In turn, education should be one of the most important things our government should enable and protect. This is especially true because, as my former classmate and the outgoing Secretary of Education John King explains in his interview with NPR:
Education is fundamental to the long-term success of our economy and our democracy. We need a strong public education system in early childhood. We need a strong K-12 public education system, and we need a strong public higher education system as well. Again, that’s not about party or partisanship. That’s just fundamental to the work of the Department [of Education].
All of this is what renders terrifying a Secretary of Education like Betsy DeVos, who seems hostile to the actual realization of public education and who seems intent, instead, on the privatization, deregulation, and theocratization of our schools.

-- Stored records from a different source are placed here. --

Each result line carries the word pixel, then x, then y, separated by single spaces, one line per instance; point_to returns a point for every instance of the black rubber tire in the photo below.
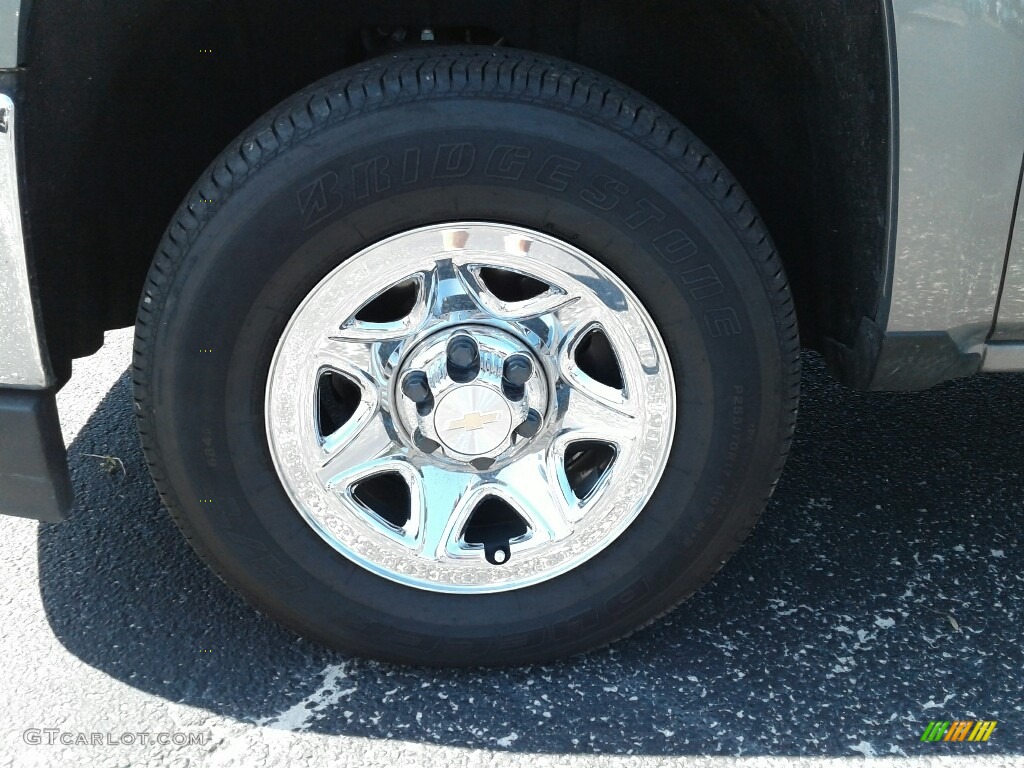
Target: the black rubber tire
pixel 422 138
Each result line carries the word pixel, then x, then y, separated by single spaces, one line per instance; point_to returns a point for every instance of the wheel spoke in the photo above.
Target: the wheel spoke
pixel 357 358
pixel 358 441
pixel 590 414
pixel 444 504
pixel 551 301
pixel 354 329
pixel 530 484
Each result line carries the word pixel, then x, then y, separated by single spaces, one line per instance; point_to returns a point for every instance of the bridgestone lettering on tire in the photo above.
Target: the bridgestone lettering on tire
pixel 466 356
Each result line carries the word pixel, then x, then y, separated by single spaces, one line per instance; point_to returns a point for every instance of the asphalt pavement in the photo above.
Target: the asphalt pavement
pixel 883 589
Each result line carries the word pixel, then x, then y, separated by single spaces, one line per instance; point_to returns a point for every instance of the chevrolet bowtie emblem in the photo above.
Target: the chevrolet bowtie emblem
pixel 469 422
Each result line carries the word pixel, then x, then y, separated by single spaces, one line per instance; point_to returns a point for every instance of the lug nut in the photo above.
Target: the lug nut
pixel 463 358
pixel 462 351
pixel 416 387
pixel 530 426
pixel 518 369
pixel 424 443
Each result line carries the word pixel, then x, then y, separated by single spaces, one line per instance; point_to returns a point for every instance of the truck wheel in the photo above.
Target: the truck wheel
pixel 466 356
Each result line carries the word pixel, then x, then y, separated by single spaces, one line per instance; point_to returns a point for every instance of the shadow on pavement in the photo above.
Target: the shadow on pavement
pixel 883 589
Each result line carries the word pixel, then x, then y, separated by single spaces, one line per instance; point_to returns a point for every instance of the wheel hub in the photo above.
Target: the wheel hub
pixel 471 395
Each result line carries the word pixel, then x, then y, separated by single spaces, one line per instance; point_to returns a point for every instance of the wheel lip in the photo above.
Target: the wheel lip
pixel 664 446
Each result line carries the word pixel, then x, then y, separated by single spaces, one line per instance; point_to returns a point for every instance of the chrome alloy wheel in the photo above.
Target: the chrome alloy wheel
pixel 470 408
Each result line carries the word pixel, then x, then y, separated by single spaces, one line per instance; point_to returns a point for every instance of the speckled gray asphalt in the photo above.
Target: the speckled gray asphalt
pixel 884 588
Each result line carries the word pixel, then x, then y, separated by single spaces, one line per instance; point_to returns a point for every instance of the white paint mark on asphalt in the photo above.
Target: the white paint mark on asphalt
pixel 930 705
pixel 300 716
pixel 865 749
pixel 507 740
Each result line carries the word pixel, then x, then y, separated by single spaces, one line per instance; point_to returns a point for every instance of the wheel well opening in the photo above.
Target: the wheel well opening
pixel 126 104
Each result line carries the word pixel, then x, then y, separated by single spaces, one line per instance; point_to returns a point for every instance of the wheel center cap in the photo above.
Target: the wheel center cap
pixel 473 420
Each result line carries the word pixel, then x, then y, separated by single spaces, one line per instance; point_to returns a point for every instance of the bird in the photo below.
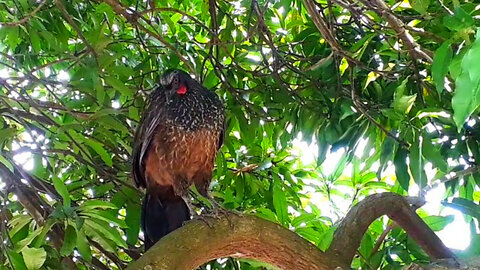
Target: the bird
pixel 175 146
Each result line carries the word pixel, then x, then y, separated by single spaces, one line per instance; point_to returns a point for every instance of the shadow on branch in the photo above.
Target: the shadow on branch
pixel 252 237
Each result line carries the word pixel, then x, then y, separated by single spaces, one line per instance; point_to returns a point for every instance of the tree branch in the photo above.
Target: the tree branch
pixel 246 237
pixel 255 238
pixel 350 232
pixel 27 17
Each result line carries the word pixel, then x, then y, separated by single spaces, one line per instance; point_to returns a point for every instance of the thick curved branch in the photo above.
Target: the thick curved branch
pixel 238 236
pixel 350 232
pixel 251 237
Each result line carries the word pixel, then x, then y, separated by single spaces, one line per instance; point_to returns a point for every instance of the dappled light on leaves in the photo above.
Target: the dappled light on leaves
pixel 327 103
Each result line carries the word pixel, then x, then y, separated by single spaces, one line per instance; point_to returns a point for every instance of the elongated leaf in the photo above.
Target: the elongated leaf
pixel 97 204
pixel 34 257
pixel 69 241
pixel 441 61
pixel 420 5
pixel 83 246
pixel 401 168
pixel 105 229
pixel 280 202
pixel 438 223
pixel 432 153
pixel 132 220
pixel 62 189
pixel 467 93
pixel 417 164
pixel 98 147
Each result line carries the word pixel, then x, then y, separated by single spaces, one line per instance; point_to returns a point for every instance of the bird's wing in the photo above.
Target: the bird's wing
pixel 153 116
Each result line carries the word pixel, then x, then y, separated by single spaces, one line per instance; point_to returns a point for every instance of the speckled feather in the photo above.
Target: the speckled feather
pixel 178 138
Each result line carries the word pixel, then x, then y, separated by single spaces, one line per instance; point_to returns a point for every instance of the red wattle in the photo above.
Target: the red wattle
pixel 182 90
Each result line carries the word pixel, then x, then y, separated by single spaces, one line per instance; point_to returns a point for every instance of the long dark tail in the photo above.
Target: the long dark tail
pixel 160 216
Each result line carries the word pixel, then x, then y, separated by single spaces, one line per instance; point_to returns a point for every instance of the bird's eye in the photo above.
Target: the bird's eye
pixel 175 82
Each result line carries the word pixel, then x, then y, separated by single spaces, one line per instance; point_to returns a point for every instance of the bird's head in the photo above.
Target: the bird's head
pixel 177 82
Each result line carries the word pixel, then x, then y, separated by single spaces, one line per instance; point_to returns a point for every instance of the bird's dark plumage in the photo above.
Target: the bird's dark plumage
pixel 175 146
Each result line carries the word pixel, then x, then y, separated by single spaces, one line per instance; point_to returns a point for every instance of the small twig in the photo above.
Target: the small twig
pixel 68 18
pixel 27 17
pixel 359 106
pixel 133 19
pixel 382 237
pixel 457 175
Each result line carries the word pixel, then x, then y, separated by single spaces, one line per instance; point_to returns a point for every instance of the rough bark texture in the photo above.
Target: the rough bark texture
pixel 350 232
pixel 242 237
pixel 251 237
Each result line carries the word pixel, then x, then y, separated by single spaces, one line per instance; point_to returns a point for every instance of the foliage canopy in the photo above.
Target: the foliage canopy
pixel 383 96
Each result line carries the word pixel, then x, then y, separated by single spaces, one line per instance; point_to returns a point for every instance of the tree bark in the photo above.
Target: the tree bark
pixel 234 236
pixel 251 237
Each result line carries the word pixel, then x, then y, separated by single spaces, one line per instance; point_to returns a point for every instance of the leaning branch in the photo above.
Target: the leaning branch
pixel 241 237
pixel 350 232
pixel 251 237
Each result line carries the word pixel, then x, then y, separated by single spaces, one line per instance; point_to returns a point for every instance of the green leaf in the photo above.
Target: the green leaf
pixel 465 206
pixel 17 261
pixel 83 246
pixel 69 241
pixel 417 164
pixel 326 238
pixel 280 201
pixel 466 98
pixel 98 147
pixel 18 222
pixel 119 86
pixel 61 189
pixel 441 62
pixel 420 5
pixel 105 229
pixel 34 257
pixel 459 20
pixel 431 153
pixel 97 204
pixel 401 169
pixel 132 220
pixel 438 223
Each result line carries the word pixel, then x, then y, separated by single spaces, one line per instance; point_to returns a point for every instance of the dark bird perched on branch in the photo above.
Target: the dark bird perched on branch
pixel 175 146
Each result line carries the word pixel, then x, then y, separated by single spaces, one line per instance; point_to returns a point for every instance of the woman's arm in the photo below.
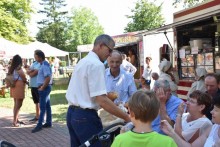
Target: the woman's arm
pixel 199 142
pixel 22 75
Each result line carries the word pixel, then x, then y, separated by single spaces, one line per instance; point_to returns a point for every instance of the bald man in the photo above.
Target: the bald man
pixel 118 80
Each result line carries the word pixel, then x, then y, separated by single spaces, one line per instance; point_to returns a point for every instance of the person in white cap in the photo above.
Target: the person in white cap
pixel 199 84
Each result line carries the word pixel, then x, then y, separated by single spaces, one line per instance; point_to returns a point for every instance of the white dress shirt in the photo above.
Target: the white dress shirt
pixel 87 82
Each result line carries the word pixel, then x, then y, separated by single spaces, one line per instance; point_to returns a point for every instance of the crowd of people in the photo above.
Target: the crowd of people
pixel 154 113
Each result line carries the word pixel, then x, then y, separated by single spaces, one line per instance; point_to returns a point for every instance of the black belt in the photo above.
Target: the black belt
pixel 78 107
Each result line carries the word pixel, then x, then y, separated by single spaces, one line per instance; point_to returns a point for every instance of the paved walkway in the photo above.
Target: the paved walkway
pixel 57 136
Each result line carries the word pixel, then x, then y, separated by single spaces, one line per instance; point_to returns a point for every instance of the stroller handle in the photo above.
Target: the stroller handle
pixel 105 131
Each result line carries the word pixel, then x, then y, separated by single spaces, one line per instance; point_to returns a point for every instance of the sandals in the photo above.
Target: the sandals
pixel 16 125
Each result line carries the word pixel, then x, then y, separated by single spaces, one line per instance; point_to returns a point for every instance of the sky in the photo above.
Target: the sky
pixel 110 13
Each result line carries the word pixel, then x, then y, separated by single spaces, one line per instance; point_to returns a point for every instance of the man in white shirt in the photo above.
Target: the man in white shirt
pixel 86 93
pixel 127 66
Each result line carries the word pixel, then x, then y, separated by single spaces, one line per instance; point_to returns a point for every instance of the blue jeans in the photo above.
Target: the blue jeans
pixel 45 106
pixel 82 125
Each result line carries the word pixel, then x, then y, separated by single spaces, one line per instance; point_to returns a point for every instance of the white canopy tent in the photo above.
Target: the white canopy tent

Moreover, DeVos seems uniquely unprepared for the role of the Secretary of Education as a civil rights enforcer. Again, outgoing Secretary of Education John King explains:
The department is a civil rights agency with a responsibility to protect the civil rights of students and to ensure that school is a safe and supportive place for all kids. . . . We achieved a high school graduation rate of 83 percent because we’ve seen significant reductions in the dropout rates for African-American and Latino students. We can’t go back from that. And we’ve got 10 percent of our students around the country who are English language learners. Our success as a country depends on those students having excellent educational opportunities. We can’t go backwards on that. . . .

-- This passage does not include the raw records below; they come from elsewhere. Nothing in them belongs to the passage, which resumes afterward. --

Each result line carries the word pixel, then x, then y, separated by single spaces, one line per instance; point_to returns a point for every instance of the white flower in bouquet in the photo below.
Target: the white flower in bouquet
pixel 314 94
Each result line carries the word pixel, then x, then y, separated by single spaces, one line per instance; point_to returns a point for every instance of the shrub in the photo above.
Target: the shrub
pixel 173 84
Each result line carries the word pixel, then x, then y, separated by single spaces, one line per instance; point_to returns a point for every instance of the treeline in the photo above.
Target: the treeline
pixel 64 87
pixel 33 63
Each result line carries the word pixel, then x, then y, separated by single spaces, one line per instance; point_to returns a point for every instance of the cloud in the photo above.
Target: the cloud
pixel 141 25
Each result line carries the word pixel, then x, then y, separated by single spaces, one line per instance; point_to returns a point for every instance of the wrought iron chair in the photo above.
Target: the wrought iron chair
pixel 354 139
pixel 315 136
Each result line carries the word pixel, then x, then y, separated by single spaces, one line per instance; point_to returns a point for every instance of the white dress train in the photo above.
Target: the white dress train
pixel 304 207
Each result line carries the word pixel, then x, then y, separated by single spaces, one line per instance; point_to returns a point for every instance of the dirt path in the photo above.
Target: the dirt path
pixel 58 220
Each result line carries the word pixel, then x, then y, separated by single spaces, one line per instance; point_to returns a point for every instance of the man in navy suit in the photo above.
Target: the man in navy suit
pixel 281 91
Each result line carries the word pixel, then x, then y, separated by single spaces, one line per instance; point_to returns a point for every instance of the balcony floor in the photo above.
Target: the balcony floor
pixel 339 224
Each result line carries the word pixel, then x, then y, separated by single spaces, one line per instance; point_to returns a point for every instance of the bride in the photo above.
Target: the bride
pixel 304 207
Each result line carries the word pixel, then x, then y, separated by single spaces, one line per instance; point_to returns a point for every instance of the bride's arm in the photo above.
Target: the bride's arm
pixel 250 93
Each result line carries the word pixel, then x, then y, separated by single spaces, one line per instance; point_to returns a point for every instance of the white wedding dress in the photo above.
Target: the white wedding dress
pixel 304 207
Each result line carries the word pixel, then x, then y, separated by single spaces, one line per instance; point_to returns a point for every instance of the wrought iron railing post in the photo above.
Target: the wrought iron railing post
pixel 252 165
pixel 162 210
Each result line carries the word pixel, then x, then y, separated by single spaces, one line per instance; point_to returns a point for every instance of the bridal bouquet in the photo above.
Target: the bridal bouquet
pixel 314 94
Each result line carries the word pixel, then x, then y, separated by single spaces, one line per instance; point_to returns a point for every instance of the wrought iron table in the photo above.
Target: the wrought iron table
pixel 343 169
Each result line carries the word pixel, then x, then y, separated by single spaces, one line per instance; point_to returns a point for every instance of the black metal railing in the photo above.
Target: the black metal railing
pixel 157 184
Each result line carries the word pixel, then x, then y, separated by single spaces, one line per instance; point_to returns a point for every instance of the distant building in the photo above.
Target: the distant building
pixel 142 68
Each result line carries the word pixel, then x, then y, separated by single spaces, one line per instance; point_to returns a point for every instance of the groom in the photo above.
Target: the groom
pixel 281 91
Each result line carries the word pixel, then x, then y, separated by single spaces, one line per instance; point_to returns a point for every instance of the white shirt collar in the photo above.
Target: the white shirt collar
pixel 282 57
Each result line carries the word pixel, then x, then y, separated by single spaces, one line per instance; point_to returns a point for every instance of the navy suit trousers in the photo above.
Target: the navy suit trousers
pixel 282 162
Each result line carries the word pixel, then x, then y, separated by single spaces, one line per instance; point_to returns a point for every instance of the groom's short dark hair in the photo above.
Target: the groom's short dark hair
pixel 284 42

I understand folks’ concern about ensuring opportunity for the kids in our highest-needs communities, but the way we should do that is to have strong, high-quality early childhood education, K-12 schools that are providing a rich, well-rounded education that includes not just English and math but science, social studies and the arts, opportunities to take advanced coursework in high school, and then to have strong supports so that students can make the transition from high school into post-secondary opportunities.
Compressing down everything that is there, the Secretary of Education has to be looking out for all kids aggressively and has to understand and approach their work as civil rights enforcement. The way this is accomplished is through two things: funding and oversight through regulation. If a Secretary of Education does not see their role as a protector of civil rights, is interested in removing federal funding that helps to offset funding inequities at the state and local level, and is hostile to oversight and regulation, then the protection of all students is no longer guiding the Department.

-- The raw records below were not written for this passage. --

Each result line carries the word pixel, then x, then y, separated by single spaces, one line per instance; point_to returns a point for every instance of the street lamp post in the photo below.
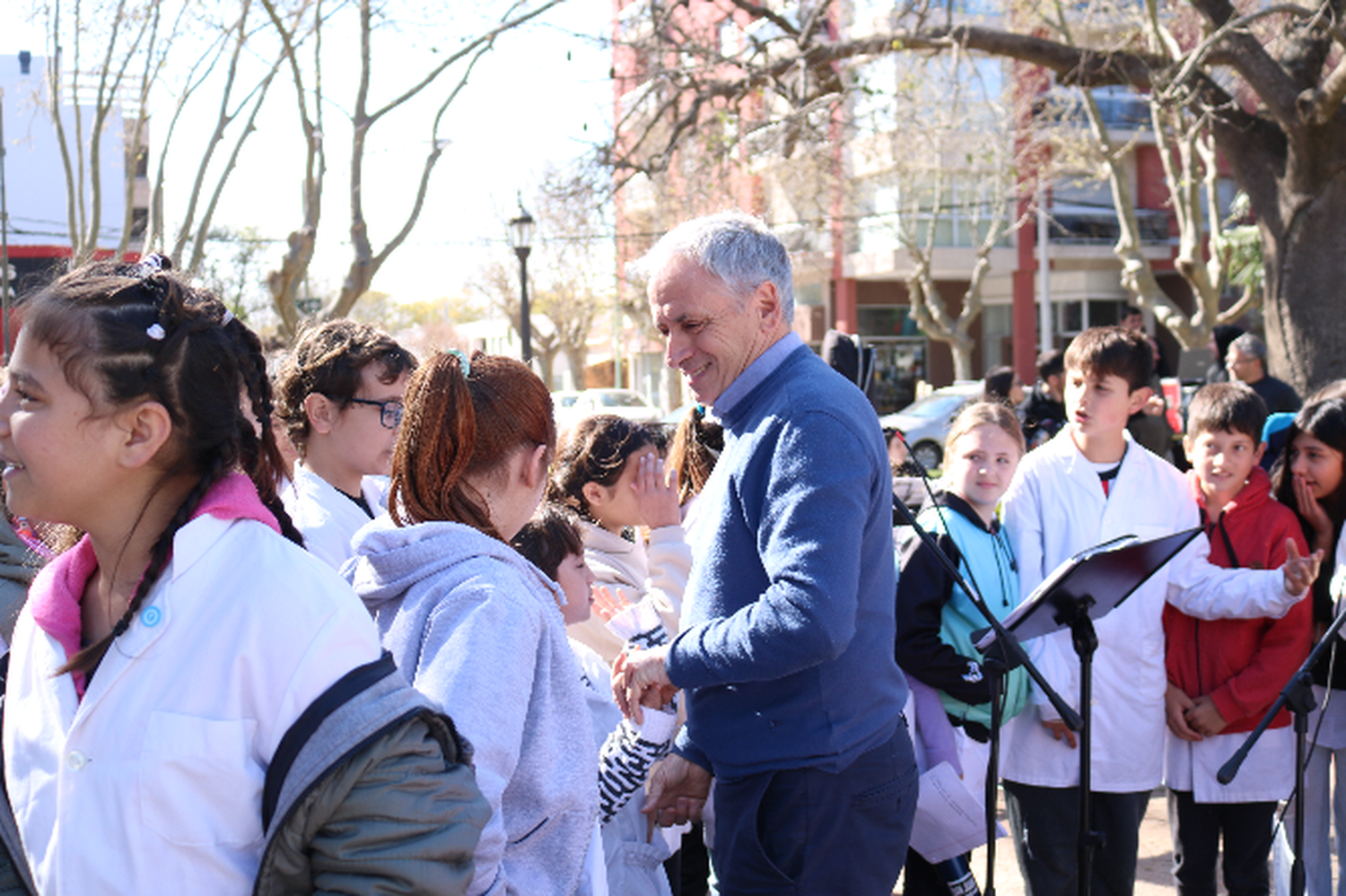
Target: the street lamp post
pixel 521 237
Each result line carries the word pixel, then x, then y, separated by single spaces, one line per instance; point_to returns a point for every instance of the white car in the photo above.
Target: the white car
pixel 925 422
pixel 624 403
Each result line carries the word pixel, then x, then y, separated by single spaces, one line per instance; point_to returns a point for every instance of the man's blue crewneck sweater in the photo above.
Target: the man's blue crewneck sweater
pixel 788 637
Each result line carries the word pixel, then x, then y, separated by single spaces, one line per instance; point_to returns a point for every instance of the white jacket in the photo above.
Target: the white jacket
pixel 476 629
pixel 1054 509
pixel 657 573
pixel 153 782
pixel 328 518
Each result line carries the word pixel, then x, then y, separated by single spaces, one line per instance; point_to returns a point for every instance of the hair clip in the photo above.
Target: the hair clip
pixel 463 362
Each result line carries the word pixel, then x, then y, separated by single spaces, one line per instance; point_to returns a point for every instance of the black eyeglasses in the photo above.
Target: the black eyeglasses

And that’s what should make this a feminist problem. DeVos is open about wanting to wage the culture wars through the educational arena. The people most likely to suffer for her “reforms” are those most vulnerable in our society.
For all its flaws, public education is the thing that allows those who start with little but achieve much realize that path. If we take that away, what is it that we are left with? Lottery and luck. And those are not the foundations of a civil society, nor an equitable one.